A financial plan is a road map for achieving your law firm’s financial goals. It provides you with an overview of how much money the firm needs to generate each month, what investments you should make, what taxes need to be paid and how fast they need to be paid, and other aspects of running a successful business. Take a look at how to better formulate law firm finances on a yearly basis.
Set your law firm’s financial goals
Once you’ve taken the time to define where you are and where you want to be, it’s time to start setting some goals. The first step in goal setting is deciding what type of goal you want to set. There are four main types:
- Specific and measurable (e.g., “Increase average revenue per client by 10% over next year”)
- Time-bound (e.g., “Increase average revenue per client by 10% within 6 months”)
- Realistic (e.g., “Improve the efficiency of the billing process.”)
- Achievable (e.g., “Decrease employee turnover rate by 20% over next year.”)
Make an inventory listing all of your current assets and liabilities
For the next step, you will make an inventory listing all of your current assets and liabilities. This is where you list every single item that has value to help in determining what you have available to work with. Your assets might include cash, bank accounts, investments (stocks or bonds), real estate, and more.
Your liabilities are the opposite of assets; they are what you owe others for credit cards, loans, or mortgages. You may also want to list any other items that are important to your business such as equipment used for photography or law practice computers and software.
Determine if you have sufficient funds to support your law firm’s operations by estimating your net income or loss for each month
To know how much money you need to make each month, you must first calculate your net income or loss for each month. This will help determine the amount of income that you need to keep the firm afloat.
To do this, take the total amount of money that came into your law practice during any given year and subtract from it all of the expenses associated with running your law practice. This figure can be calculated by adding up all of your expenses and then dividing by 12 to account for each of the 12 months. If a month had an unusually high number of expenses, such due to litigation fees or court costs, you may want to average those months out over several months so as not to skew the results too much.

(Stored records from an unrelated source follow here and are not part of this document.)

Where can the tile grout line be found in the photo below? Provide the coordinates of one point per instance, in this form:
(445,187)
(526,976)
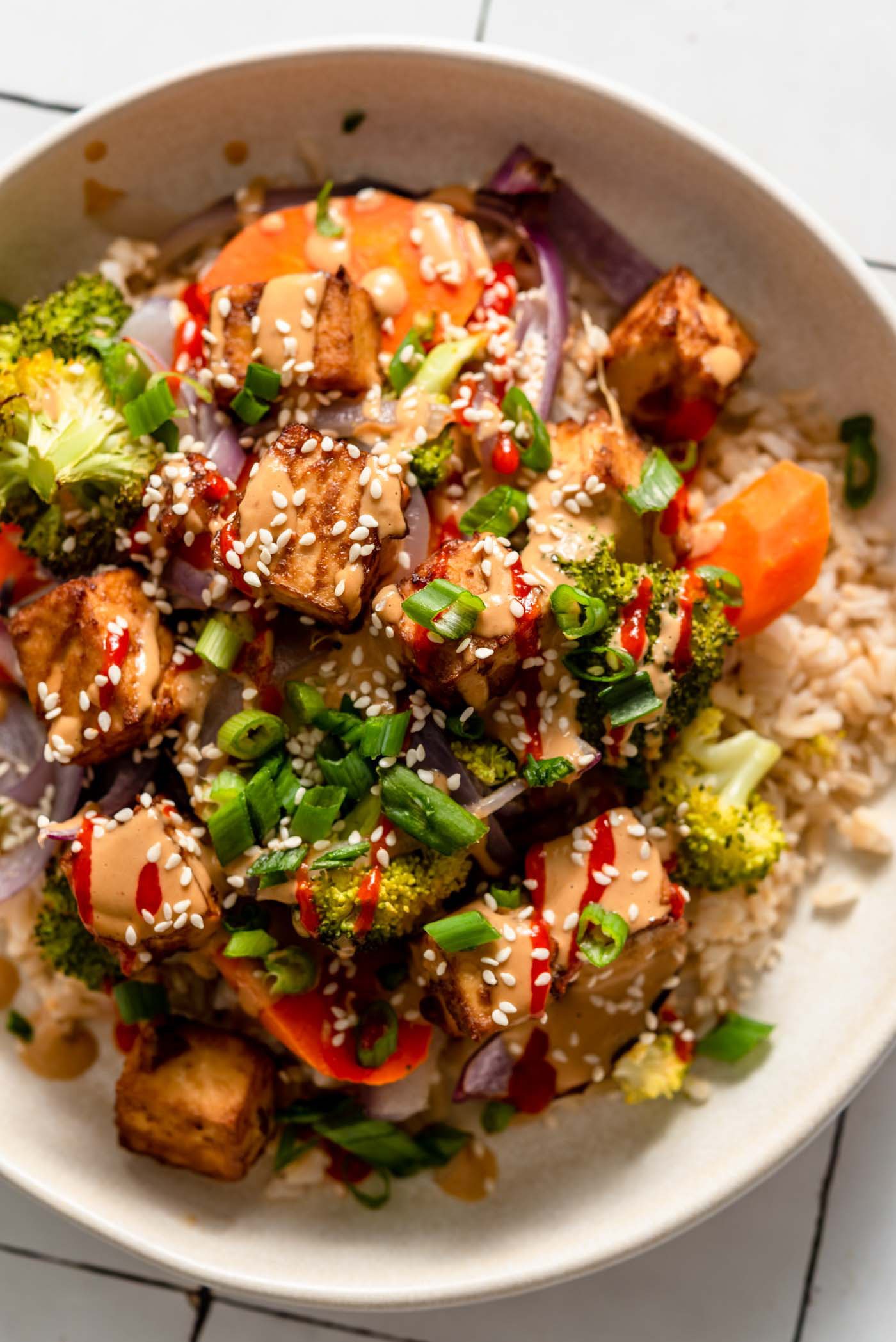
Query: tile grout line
(349,1330)
(821,1218)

Identify the tax consequences of your actions
Tax planning is an important aspect of the financial plan because it can help you to minimize the amount of tax you will pay. By identifying the tax consequences of your actions and then minimizing them, a lawyer can save thousands or even millions over their lifetime.

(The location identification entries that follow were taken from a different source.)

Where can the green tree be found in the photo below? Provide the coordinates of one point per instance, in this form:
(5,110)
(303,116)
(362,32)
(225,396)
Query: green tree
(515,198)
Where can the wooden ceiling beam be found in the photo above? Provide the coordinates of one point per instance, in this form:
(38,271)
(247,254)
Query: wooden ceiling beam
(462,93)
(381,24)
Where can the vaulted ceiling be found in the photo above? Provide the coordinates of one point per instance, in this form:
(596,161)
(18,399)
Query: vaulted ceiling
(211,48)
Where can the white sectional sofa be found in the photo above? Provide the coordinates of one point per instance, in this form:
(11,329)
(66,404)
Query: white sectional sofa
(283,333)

To make sure that a financial plan works for your firm, it’s important to identify the tax consequences of each action taken by you and your staff. This means understanding how much each action might cost in terms of lost earnings, penalties, and interest charges if applicable. The first step is to understand what kind of person you are: Are you someone who prefers stability? Do you like risk-taking? Or do you prefer investing only in things with proven track records? Once you have an idea of that, then you should have a better idea of what risks you are willing to take in terms of your taxes.
Consider the impact of inflation on your law firm
The impact of inflation on your law firm finances is subtle yet powerful. Inflation is a hidden tax that gradually increases the cost of goods and services, eroding the value of your assets over time. The impact of inflation on the economy can be seen in rising consumer prices, increased borrowing costs for businesses and governments, lower bond yields (meaning less investment in fixed-income securities), and higher real estate values as people look for alternative investments. These trends are all reflected in stock markets worldwide.

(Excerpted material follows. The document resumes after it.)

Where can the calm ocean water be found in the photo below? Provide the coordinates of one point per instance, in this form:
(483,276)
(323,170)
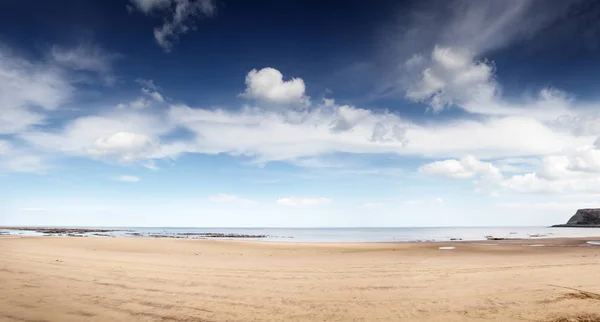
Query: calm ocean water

It’s important to remember that every law firm is unique, so the steps outlined above are not meant as hard and fast rules. You may find that certain aspects of your plan need to be adjusted or modified based on your specific situation. For example, if you’re starting a new venture from scratch with no existing clients or assets then it might make sense for you to take out a loan at first before taking equity investments or loans later on down the road as your business grows.